European Filmmakers Call for Action in Refugee Crisis
Some 3,000 European film professionals have signed a pro-asylum petition, including Daniel Craig, Lea Seydoux and Oscar-winning directors Michael Haneke and Susanne Bier.
Some 3,000 European film professionals, including James Bond actor Daniel Craig, Downfall star Bruno Ganz and Oscar-winning directors Susanne Bier and Michael Haneke, have signed a petition calling for immediate action in Europe's refugee crisis.

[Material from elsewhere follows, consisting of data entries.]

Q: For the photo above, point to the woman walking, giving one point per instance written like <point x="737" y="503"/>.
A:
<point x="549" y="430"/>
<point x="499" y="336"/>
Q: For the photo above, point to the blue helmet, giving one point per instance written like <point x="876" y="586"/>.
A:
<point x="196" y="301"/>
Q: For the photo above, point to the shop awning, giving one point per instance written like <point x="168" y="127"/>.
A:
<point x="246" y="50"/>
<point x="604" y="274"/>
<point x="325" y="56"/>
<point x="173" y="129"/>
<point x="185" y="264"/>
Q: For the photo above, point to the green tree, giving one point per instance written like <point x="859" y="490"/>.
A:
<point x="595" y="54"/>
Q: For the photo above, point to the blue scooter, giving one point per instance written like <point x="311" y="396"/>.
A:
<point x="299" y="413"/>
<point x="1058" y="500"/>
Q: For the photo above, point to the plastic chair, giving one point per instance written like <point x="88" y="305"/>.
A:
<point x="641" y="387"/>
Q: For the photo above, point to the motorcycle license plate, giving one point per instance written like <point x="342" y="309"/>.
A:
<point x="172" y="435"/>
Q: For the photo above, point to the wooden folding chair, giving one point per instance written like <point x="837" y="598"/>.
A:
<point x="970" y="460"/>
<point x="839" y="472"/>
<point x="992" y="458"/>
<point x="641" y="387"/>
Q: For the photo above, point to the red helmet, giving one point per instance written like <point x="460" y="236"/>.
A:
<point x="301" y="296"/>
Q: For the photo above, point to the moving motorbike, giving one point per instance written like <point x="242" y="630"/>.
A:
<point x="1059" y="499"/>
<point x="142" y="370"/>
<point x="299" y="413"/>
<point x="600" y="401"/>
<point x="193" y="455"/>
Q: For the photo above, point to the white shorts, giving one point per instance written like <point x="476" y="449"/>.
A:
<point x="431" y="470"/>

The online petition, "For a Thousand Lives: Be Human," is an appeal to European governments to put a stop to the thousands of refugees who have lost their lives in their effort to reach Europe. Others who have signed the petition include actors Lea Seydoux, Dany Boon, Jonas Nay and Katja Riemann and directors Agnieszka Holland, Joshua Oppenheimer, Aki Kaurismaki and Thomas Vinterberg, as well as hundreds of film professionals from across all fields.
The move follows the publication of a photograph last week of the body of Alan Kurdi, a Syrian toddler who, along with his family, died trying to flee the civil war in their home country.

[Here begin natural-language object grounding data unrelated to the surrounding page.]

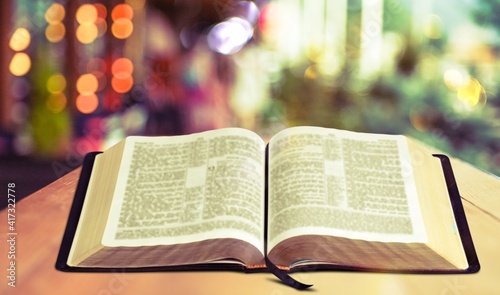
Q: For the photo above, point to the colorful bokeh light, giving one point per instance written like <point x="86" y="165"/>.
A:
<point x="20" y="40"/>
<point x="87" y="84"/>
<point x="56" y="83"/>
<point x="20" y="64"/>
<point x="122" y="28"/>
<point x="55" y="13"/>
<point x="122" y="84"/>
<point x="86" y="14"/>
<point x="122" y="11"/>
<point x="55" y="32"/>
<point x="122" y="66"/>
<point x="87" y="33"/>
<point x="56" y="102"/>
<point x="87" y="104"/>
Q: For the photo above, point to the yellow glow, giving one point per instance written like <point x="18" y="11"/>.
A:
<point x="55" y="13"/>
<point x="471" y="93"/>
<point x="86" y="14"/>
<point x="55" y="32"/>
<point x="311" y="72"/>
<point x="87" y="33"/>
<point x="122" y="65"/>
<point x="122" y="11"/>
<point x="20" y="40"/>
<point x="122" y="84"/>
<point x="20" y="64"/>
<point x="56" y="102"/>
<point x="102" y="27"/>
<point x="122" y="28"/>
<point x="56" y="83"/>
<point x="86" y="104"/>
<point x="87" y="84"/>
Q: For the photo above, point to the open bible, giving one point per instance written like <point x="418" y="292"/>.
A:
<point x="311" y="198"/>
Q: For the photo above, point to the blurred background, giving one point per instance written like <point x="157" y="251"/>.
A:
<point x="78" y="76"/>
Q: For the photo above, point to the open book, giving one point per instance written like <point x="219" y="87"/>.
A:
<point x="311" y="198"/>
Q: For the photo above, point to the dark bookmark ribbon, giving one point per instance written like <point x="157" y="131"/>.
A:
<point x="284" y="277"/>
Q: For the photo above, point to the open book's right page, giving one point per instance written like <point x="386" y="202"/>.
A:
<point x="347" y="184"/>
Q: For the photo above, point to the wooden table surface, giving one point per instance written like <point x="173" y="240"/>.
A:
<point x="41" y="220"/>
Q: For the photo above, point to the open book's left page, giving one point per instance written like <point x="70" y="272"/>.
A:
<point x="188" y="189"/>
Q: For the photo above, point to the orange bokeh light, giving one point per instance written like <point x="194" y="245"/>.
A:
<point x="122" y="11"/>
<point x="101" y="10"/>
<point x="20" y="40"/>
<point x="55" y="13"/>
<point x="122" y="28"/>
<point x="122" y="84"/>
<point x="86" y="14"/>
<point x="87" y="103"/>
<point x="55" y="32"/>
<point x="122" y="66"/>
<point x="20" y="64"/>
<point x="87" y="33"/>
<point x="87" y="84"/>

The photo, which was published on the front page of newspapers across Europe and the world, has spurned action on the growing refugee crisis. This week, European leaders agreed to an initial plan to better distribute refugees across the continent, though there are still wide discrepancies between EU countries. The U.K., for example, has pledged to take in an additional 20,000 refugees over the next five years. The German government, which expects 800,000 new refugee applications this year alone, has indicated it can absorb half a million refugees a year for several years.
In the petition, the European film industry calls for political leaders to put the values of “respect for human dignity, freedom, democracy, equality, the rule of law and respect for human rights” at the core of EU asylum policy. Specifically, they call for European nations to act in solidarity for what the group calls “the biggest refugee crisis since WWII.”